Spruch:
Im Verfahren AZ 1 U 236/07g des Bezirksgerichts Bruck an der Leitha verletzen das Gesetz:
1. der Beschluss vom 1. Juli 2007 über die Anberaumung einer Hauptverhandlung in § 450 StPO aF iVm § 114 Abs 8 FPG;
2. das Urteil vom 30. Juli 2007 (ON 14) in §§ 447 (aF) und 261 Abs 1 StPO iVm § 114 Abs 8 FPG.
Dieses Urteil wird aufgehoben.
Text
Gründe:
Sergej K***** wurde mit (bereits rechtskräftigem und gemäß § 458 Abs 3 StPO in gekürzter Form ausgefertigtem) Urteil des Bezirksgerichts Bruck an der Leitha vom 30. Juli 2007, GZ 1 U 236/07g-14, anklagekonform (ON 3) des Vergehens der Schlepperei nach § 114 Abs 1 FPG schuldig erkannt.
Die unterbliebene Wahrnehmung der sachlichen Unzuständigkeit durch das Bezirksgericht verletzt - wie die Generalprokuratur in ihrer deshalb zur Wahrung des Gesetzes erhobenen Nichtigkeitsbeschwerde zutreffend ausführt - in zweifacher Hinsicht das Gesetz:
Rechtliche Beurteilung
Die Durchführung eines Strafverfahrens wegen des Vergehens der Schlepperei nach § 114 Abs 1 FPG obliegt gemäß Abs 8 leg cit „den Gerichtshöfen erster Instanz".
Die Zuständigkeit eines Gerichts höherer Ordnung war bereits nach dem Anklagevorbringen (vgl RIS-Justiz RS0101635) offenkundig. Indem es das Bezirksgericht unterlassen hat, seine nach der Aktenlage und dem Antrag auf Bestrafung indizierte sachliche Unzuständigkeit mittels Beschluss (RIS-Justiz RS0106263, RS0072997; Rainer, WK-StPO § 450 Rz
2) festzustellen, verletzt bereits die mit Beschluss vom 1. Juli 2007 verfügte Anberaumung einer Hauptverhandlung (AV-Bogen S 3) das Gesetz in § 450 StPO aF iVm § 114 Abs 8 FPG (vgl 15 Os 163/07w; Rainer, WK-StPO § 450 Rz 9).
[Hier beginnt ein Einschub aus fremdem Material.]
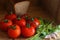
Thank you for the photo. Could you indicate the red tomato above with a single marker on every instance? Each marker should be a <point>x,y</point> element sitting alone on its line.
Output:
<point>28,31</point>
<point>14,31</point>
<point>5,24</point>
<point>20,21</point>
<point>34,21</point>
<point>10,16</point>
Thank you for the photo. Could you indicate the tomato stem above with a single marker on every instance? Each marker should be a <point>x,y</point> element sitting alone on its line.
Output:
<point>32,19</point>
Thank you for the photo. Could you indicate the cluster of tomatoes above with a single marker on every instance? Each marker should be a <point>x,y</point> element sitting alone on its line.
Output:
<point>16,26</point>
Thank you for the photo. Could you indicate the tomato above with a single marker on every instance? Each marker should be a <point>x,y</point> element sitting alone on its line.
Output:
<point>34,21</point>
<point>28,31</point>
<point>5,24</point>
<point>14,31</point>
<point>20,21</point>
<point>10,16</point>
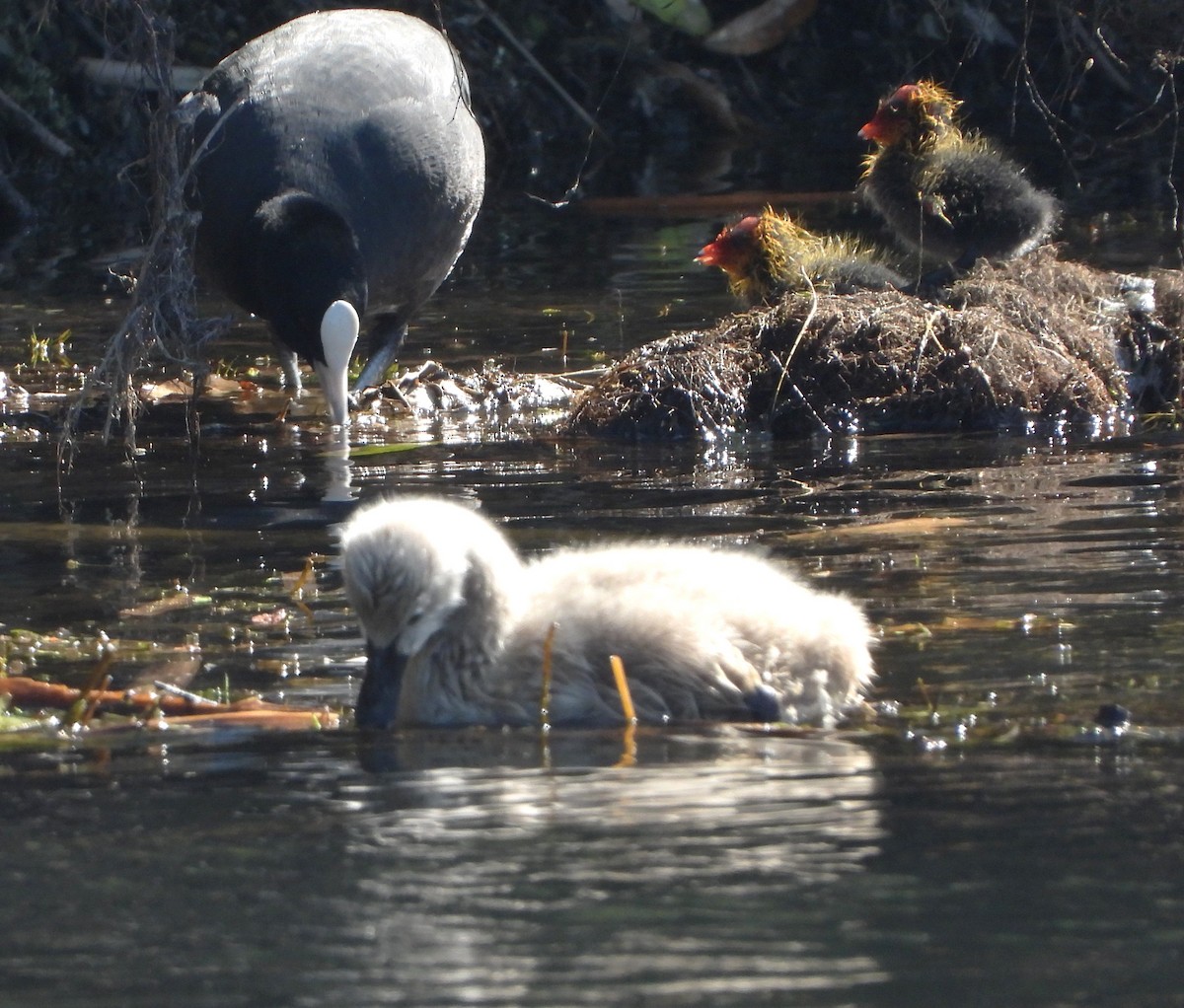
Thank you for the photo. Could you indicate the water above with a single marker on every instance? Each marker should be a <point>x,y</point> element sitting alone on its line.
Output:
<point>1018,581</point>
Das am 30. Juli 2007 ergangene Urteil (ON 14) steht mit dem Gesetz ebenfalls nicht im Einklang, weil das Bezirksgericht auch noch in der Hauptverhandlung seine sachliche Unzuständigkeit von Amts wegen wahrzunehmen und gemäß § 447 StPO aF iVm § 261 Abs 1 StPO ein Unzuständigkeitsurteil zu fällen gehabt hätte (SSt 28/22 = RIS-Justiz RS0098835; vgl Rainer, WK-StPO § 450 Rz 4).
Da nicht ausgeschlossen werden kann, dass sich die Gesetzesverletzungen zum Nachteil des Verurteilten auswirkten, war das in Rede stehende Urteil gemäß § 292 letzter Satz StPO aufzuheben. Unter Beachtung des § 516 Abs 1 zweiter Satz StPO wird es gemäß § 475 Abs 2 zweiter Satz iVm § 263 Abs 4 StPO dem Ankläger obliegen, binnen drei Monaten die zur Einleitung des gesetzlichen Verfahrens erforderlichen Anträge zu stellen.